A Guide to the Social Age 2016

Our world has changed: many of the fundamentals that served us so well for so long evolving into new, uncertain and impermanent structures. Technology is one of the most visible manifestations of this change, but the change is much more widespread than that: the underlying sociology and, possibly, psychology has changed too. The notion of ‘a career’ is just a fiction, now owned by individuals rather than the organisations they temporarily work for, social authority subverts formal control and authenticity counts for more than your marketing budget. The ‘Broadcast’ model of communication has been trumped by the co-creation of stories that are themselves co-owned. Brand is controlled by the community. And we see new forms of power evolving, facilitated by technology, founded upon reputation, and effective in socially moderated spaces. Welcome to the Social Age. And this is just the start.

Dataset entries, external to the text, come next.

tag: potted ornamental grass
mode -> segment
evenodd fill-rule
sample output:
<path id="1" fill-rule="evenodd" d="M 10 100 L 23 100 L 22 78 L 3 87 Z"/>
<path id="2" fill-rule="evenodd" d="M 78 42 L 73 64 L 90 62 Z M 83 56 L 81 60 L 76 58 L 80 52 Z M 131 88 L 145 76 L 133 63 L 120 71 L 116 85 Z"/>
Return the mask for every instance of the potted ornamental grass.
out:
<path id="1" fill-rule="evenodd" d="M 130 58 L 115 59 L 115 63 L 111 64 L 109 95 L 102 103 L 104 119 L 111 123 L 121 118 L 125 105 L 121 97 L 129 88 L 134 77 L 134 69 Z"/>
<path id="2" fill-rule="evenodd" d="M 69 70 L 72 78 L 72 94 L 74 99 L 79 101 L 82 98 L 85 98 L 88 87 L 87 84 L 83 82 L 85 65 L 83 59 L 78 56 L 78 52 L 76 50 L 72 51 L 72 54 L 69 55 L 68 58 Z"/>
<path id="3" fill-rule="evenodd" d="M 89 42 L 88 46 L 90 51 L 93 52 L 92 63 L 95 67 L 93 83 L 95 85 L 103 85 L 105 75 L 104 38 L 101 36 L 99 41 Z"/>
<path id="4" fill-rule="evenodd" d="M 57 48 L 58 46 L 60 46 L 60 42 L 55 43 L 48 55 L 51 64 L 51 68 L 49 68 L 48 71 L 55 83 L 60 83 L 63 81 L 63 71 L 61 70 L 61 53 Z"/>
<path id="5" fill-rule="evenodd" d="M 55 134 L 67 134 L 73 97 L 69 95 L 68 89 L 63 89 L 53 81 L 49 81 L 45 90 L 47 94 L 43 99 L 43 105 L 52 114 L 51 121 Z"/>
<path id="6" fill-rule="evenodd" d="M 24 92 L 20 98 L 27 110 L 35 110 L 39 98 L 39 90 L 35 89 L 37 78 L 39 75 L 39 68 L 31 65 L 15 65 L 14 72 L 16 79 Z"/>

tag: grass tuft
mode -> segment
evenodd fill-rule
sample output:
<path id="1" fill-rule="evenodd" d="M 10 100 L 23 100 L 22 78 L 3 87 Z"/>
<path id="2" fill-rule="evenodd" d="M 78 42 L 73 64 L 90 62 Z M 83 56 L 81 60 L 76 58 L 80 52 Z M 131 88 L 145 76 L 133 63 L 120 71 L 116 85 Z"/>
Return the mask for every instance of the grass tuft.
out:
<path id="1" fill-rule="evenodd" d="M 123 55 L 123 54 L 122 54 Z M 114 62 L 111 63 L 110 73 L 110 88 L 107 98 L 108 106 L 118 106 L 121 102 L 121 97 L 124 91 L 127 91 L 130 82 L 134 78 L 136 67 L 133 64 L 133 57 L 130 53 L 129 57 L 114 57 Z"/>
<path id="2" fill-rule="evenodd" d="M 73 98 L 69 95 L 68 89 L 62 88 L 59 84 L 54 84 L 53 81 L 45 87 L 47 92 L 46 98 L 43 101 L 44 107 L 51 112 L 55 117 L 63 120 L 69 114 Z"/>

The ecosystem of the Social Age 2016

The point of this article (which i refresh and update regularly) is to provide an overview: a snapshot of the landscape as we see it around us and to start to think about how we can adapt our personal and organisational strategies and working practices to enable us to thrive. What got us here will not get us the rest of the journey: organisations that fail to adapt will lose relevance and momentum. This is the reality of the Social Age: agility and a capability for dynamic change is essential.

Why the ‘Social’ Age? Well because it feels to me to be transcendent: we saw the Age of Industry, the Victorian powerhouses that concentrated wealth around manufacture and invention. We saw the Age of Knowledge, where knowledge was concentrated in books, libraries, universities and formal entities of authority, but that is itself being overtaken by the Age of Dissemination, where ‘facts’ are available on demand and we rely on the ‘sense making’ capability of our communities to do something with them.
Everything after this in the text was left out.